The organization of ministries, he continued, should not be merely functional but should be carried out in “community discernment” and in listening to the Holy Spirit.
He said: “Any ministerial structure that emerges from this discernment is dynamic, lively, and flexible like the action of the Spirit: it must be rooted in it ever more deeply lest dynamism become confusion, liveliness be reduced to extemporaneous improvisation, and flexibility be transformed into arbitrary and ideological adaptations.”
Saint Paul VI’s Ministeria quaedam “opened the door to the renewal of the experience of the ministry of the faithful,” Pope Francis said.

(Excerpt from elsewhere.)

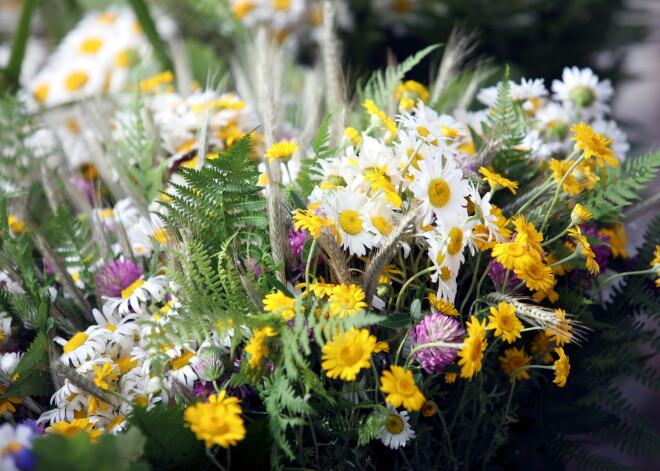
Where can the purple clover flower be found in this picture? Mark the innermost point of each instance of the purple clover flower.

He recalled his contributions to Church law on the subject: The January 2021 motu proprio Spiritus Domini, which admitted women to the instituted ministries of lector and acolyte, and the May 2021 motu proprio Antiquum ministerium, which instituted the ministry of catechist.
“These two interventions should not be interpreted as an overcoming of previous doctrine,” he said, “but as a further development made possible because it is based on the same principles — consistent with the reflection of the Second Vatican Council — that inspired Ministeria quaedam.”
The pope said he wants to continue to deepen the Catholic Church’s reflection on the instituted ministries by initiating a dialogue with bishops’ conferences on the topic.
“In order to be able to listen to the voice of the Spirit and not halt the process — being careful not to want to force it by imposing choices that are the fruit of ideological visions — I believe that it is useful to share, all the more in the climate of the synodal journey, about the experiences of these years,” Francis said.
“They can offer valuable indications for arriving at a harmonious vision of the issue of the baptismal ministries,” he added, “and thus for continuing on our journey.”